2. Donation requests – It takes a lot of money to put on an effective campaign, so political candidates often request donations, host fundraisers, and more. Thanks to online platforms, candidates or their team members can request money via social media and platforms like GoFundMe or PayPal. However, the natural mechanism that allows candidates to do that effectively also means a scammer can do it, too. Be on your guard for similar names, “patriotic”-sounding organizations, and issue or party-centric groups that are not actually affiliated with anyone campaigning.

3. Fake robocalls – There have already been reports of robocalls associated with particular candidates for promotional purposes, and remember, charitable organizations and political ads are two of the categories that are exempt from the Do Not Call registry. However, some of the robocalls have not only been spoofed or use stolen recordings of the candidates, but some of them have also even been highly offensive and designed to get the listener to interact.
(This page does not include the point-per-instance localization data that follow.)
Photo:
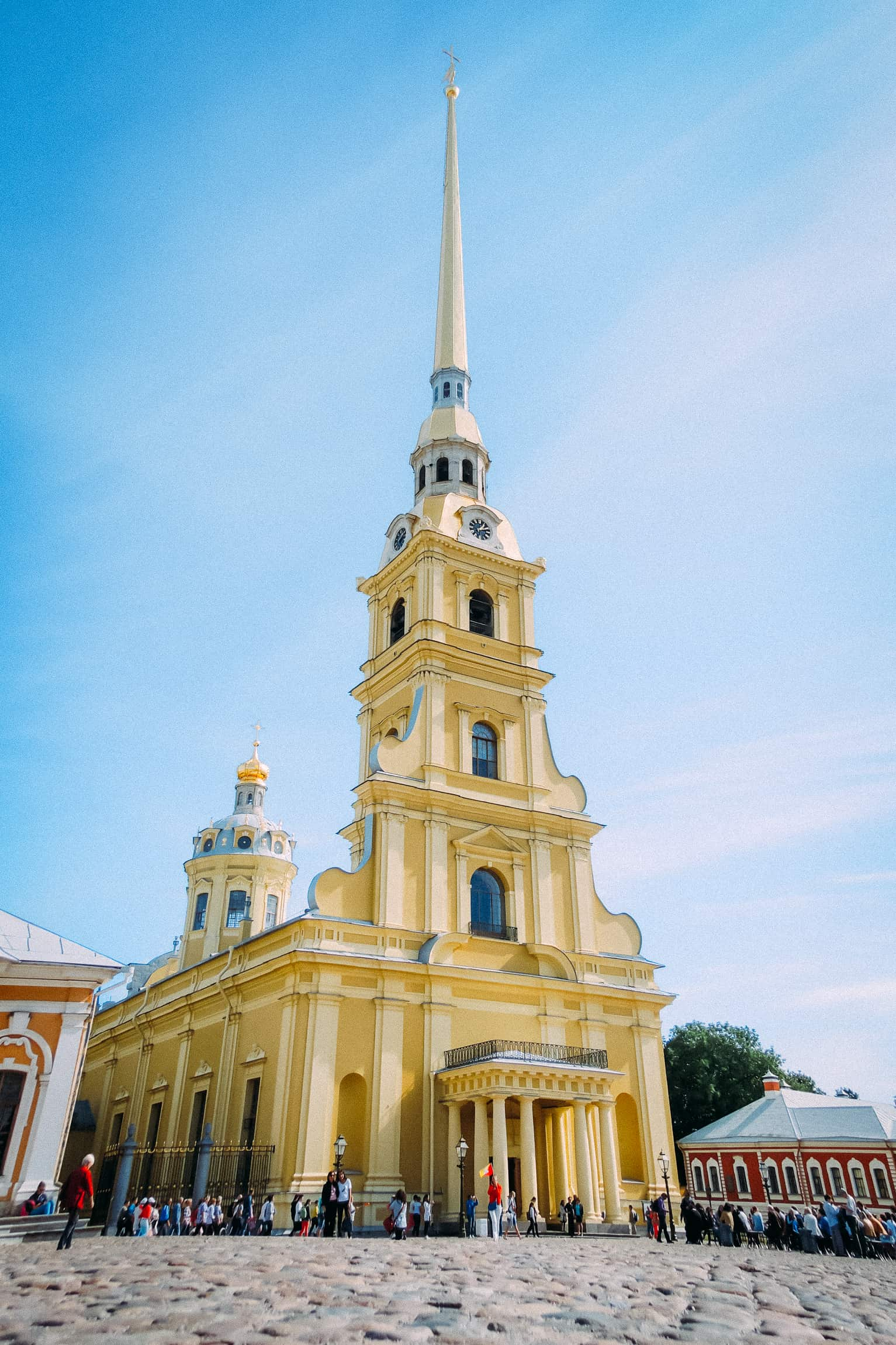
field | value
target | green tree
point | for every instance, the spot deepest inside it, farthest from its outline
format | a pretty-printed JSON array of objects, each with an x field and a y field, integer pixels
[{"x": 714, "y": 1068}]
So how are you supposed to protect yourself from elections season scams? By using the exact same good habits that are designed to keep you safe from scams throughout the year. Never give out your information or verify your identity to someone who contacts you; never make a spur-of-the-moment donation or spontaneously pay a fee, fine, or bill; remember that anyone can create an email account or website, and it doesn’t take any effort or know-how to copy or mimic an existing organization.

Keep your identity and your finances secure by being cautious about how you interact with the campaign process this year…and don’t forget to vote!